Now, if you run terraform apply, it'll make a PUT call against the new API:
2022-08-25T18:48:38.983+0200 [DEBUG] provider.terraform-provider-azurerm_v3.12.0_x5: AzureRM Request:
PUT /subscriptions/64842ced-4781-416f-81ff-482b7f562581/resourceGroups/aks-rg/providers/Microsoft.ContainerService/managedClusters/test-cluster/agentPools/system?api-version=2022-03-02-preview HTTP/1.1
{"properties":{"availabilityZones":["1"],"count":1,"enableAutoScaling":false,"enableFIPS":false,"enableNodePublicIP":false,"kubeletDiskType":"OS","maxPods":110,"mode":"System","nodeLabels":{},"nodeTaints":[],"orchestratorVersion":"1.23.5","osDiskSizeGB":86,"osDiskType":"Ephemeral","osType":"Linux","tags":{"myTag":"myValue"},"type":"VirtualMachineScaleSets","upgradeSettings":{},"vmSize":"Standard_DS2_v2"}}: timestamp=2022-08-25T18:48:38.983+0200
And response will be:
2022-08-25T18:48:40.494+0200 [DEBUG] provider.terraform-provider-azurerm_v3.12.0_x5: AzureRM Response for https://management.azure.com/subscriptions/64842ced-4781-416f-81ff-482b7f562581/resourceGroups/aks-rg/providers/Microsoft.ContainerService/managedClusters/test-cluster/agentPools/system?api-version=2022-03-02-preview:
{
"orchestratorVersion": "1.23.5",
"currentOrchestratorVersion": "1.23.5",
}
}: timestamp=2022-08-25T18:48:40.494+0200
After that, Azure API starts returning both fields:
2022-08-25T18:49:10.650+0200 [DEBUG] provider.terraform-provider-azurerm_v3.12.0_x5: AzureRM Request:
GET /subscriptions/64842ced-4781-416f-81ff-482b7f562581/resourceGroups/aks-rg/providers/Microsoft.ContainerService/managedClusters/test-cluster?api-version=2022-03-02-preview HTTP/1.1
2022-08-25T18:49:11.016+0200 [DEBUG] provider.terraform-provider-azurerm_v3.12.0_x5: AzureRM Response for https://management.azure.com/subscriptions/64842ced-4781-416f-81ff-482b7f562581/resourceGroups/aks-rg/providers/Microsoft.ContainerService/managedClusters/test-cluster?api-version=2022-03-02-preview:
HTTP/2.0 200 OK
{
"orchestratorVersion": "1.23.5",
"currentOrchestratorVersion": "1.23.5",
}
}: timestamp=2022-08-25T18:49:11.015+0200
Workaround 1
-
terraform apply
:- With non-Spot node pools, AKS accepts the change, does nothing, terraform state gets updated, everything's fine.

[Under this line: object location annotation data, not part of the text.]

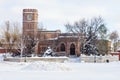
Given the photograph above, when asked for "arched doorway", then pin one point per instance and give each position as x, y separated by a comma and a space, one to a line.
72, 49
62, 47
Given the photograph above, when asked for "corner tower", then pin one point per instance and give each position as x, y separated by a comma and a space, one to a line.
30, 22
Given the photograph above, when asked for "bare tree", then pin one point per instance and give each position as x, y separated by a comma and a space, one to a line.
87, 32
114, 38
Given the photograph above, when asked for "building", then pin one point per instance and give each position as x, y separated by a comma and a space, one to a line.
65, 44
61, 43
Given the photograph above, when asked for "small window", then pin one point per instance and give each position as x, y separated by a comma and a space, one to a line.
62, 47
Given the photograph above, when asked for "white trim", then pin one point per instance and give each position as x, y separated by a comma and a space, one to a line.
30, 12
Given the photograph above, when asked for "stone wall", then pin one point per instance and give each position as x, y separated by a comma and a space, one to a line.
99, 59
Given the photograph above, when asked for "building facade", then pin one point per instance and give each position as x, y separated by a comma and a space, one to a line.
61, 43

- Spot node pools are trickier. Historically, they were not allowed to be upgraded, and it was enforced not only in Azure API, but also in terraform code. Due to the latter, I believe terraform would not let you apply the change. The upgrades are supported on Azure side since June, so I prepared a tiny patch that lifts the restriction: https://github.com/hashicorp/terraform-provider-azurerm/pull/18124. Without the patch, you'll have to destroy spot node pool first, upgrade the provider version, create the pool again.
Workaround 2
UPD: this PR https://github.com/hashicorp/terraform-provider-azurerm/pull/18130 will make the provider fallback to currentOrchestratorVersion
if orchestratorVersion
is missing.
I am also seeing this on AzureRM 3.23.0.
When I upgrade my AKS cluster in my Terraform, I am seeing the same behavoir.
I'm going to lock this issue because it has been closed for 30 days ⏳. This helps our maintainers find and focus on the active issues. If you have found a problem that seems similar to this, please open a new issue and complete the issue template so we can capture all the details necessary to investigate further.